Zwischen 1819 und 1969 hat es demnach mehr als 400 solche Schulen für Indigene gegeben. Der Startschuss fiel mit dem „Indian Civilization Act“ aus dem Jahr 1819: Die Vereinigten Staaten setzten mithilfe von Kirchen eine Art staatliches Schulsystem um, bei dem nordamerikanische Ureinwohner*innen im Kindesalter zwangsweise in spezielle Schulen außerhalb ihrer Herkunftsorte und Familien gesteckt wurden. Mit den Internaten hätten die USA ein doppeltes Ziel verfolgt, heißt es im Bericht – das „der kulturellen Assimilation und territorialen Enteignung von Ureinwohnern“.

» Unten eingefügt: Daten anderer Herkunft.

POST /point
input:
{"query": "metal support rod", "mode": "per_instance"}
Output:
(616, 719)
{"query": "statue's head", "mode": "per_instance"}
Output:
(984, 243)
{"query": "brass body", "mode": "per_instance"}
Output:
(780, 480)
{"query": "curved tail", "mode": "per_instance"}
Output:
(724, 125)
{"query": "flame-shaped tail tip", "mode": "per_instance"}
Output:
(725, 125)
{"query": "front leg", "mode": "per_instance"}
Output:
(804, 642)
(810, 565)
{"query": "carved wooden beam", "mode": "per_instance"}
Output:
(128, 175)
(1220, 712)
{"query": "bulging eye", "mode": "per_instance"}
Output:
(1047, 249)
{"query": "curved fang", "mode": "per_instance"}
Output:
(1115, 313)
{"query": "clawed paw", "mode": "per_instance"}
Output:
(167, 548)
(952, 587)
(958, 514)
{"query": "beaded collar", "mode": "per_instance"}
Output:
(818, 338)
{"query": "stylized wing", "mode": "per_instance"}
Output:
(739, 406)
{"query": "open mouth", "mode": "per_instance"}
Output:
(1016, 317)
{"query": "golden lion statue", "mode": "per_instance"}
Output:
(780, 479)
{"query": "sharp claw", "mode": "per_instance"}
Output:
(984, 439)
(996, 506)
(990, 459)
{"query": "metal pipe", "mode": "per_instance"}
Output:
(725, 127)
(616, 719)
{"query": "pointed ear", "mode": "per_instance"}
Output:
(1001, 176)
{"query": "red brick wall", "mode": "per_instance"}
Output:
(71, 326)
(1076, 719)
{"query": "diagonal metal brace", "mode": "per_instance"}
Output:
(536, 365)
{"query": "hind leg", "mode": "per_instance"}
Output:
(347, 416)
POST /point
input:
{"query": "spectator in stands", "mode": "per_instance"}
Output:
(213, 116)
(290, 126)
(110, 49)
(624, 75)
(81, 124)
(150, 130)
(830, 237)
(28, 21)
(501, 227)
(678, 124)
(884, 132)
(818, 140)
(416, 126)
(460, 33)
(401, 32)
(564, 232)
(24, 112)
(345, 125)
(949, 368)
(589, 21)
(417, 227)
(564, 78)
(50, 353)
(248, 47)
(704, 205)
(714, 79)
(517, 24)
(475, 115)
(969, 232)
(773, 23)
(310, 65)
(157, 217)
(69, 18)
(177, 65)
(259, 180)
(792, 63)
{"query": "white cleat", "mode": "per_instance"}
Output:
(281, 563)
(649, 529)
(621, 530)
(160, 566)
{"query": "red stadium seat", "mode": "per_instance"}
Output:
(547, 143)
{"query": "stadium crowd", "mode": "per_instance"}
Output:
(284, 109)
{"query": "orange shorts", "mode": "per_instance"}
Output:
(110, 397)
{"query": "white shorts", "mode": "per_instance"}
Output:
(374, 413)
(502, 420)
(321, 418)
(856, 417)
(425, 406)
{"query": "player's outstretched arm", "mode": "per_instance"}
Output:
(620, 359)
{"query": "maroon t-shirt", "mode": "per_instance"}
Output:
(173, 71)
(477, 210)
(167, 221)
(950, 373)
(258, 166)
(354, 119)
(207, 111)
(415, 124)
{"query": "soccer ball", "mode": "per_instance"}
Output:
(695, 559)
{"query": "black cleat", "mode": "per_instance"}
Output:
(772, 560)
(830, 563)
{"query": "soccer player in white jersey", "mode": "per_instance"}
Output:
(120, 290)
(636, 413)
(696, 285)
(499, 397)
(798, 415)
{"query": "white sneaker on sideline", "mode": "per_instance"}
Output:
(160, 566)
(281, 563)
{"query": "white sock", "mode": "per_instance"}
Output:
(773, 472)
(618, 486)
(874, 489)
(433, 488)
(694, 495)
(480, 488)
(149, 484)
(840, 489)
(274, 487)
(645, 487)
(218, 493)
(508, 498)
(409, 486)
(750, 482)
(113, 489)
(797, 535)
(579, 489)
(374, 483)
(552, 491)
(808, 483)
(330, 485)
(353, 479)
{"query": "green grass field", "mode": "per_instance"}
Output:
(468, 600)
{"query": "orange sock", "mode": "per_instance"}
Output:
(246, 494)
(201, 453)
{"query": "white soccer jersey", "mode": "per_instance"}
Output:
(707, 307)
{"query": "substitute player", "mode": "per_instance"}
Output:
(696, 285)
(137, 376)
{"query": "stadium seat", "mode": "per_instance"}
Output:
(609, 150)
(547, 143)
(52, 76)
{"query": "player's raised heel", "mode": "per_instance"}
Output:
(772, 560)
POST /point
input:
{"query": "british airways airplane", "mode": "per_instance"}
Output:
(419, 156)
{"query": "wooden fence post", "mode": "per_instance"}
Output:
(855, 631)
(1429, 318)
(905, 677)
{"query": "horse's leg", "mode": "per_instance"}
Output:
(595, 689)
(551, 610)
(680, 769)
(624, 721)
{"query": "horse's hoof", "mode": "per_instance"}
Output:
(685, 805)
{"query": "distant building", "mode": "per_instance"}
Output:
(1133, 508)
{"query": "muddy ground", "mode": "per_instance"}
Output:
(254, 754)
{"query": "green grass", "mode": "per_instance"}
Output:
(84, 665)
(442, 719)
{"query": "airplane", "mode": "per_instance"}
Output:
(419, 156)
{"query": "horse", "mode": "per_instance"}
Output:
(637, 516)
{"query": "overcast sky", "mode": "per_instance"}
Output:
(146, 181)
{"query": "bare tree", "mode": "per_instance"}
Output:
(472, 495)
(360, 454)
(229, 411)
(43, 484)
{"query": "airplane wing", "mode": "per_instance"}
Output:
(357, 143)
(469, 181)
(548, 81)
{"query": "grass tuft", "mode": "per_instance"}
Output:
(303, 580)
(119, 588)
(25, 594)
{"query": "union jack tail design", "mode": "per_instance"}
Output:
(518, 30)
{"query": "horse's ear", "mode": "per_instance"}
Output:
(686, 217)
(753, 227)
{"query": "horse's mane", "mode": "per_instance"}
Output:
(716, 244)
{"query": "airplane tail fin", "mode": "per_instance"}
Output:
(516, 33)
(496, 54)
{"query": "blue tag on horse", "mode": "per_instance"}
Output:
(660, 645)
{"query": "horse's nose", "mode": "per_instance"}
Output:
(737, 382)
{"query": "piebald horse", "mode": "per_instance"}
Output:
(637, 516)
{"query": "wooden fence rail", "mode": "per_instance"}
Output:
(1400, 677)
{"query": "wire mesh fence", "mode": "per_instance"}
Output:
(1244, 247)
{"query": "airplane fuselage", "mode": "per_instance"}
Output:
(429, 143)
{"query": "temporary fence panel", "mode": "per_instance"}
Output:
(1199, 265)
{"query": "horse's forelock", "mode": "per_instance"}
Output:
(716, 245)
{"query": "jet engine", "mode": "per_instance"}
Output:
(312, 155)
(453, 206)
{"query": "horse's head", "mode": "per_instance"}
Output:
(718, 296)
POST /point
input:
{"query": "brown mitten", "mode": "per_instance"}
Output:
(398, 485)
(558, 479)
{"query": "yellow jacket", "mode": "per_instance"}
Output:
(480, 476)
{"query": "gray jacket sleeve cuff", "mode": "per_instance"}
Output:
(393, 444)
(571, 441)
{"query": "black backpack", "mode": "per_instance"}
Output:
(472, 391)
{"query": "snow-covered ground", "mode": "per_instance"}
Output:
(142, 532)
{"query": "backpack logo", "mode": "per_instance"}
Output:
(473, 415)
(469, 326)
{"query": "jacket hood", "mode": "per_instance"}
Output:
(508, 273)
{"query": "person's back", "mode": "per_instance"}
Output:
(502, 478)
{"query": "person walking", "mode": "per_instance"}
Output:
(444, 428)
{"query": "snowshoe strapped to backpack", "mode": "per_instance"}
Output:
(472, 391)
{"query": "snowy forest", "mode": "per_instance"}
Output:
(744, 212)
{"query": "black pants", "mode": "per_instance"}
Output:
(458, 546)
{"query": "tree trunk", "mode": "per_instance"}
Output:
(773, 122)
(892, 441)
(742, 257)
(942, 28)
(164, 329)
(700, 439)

Die Kinder sollten ihre Identität zurücklassen. Systematisch seien in den Schulen Methoden angewendet worden, um das zu erreichen: Sie bekamen neue, englische Namen, ihnen wurden die Haare abgeschnitten, ihnen wurde verwehrt, ihre Muttersprache zu sprechen oder ihre Religion auszuleben.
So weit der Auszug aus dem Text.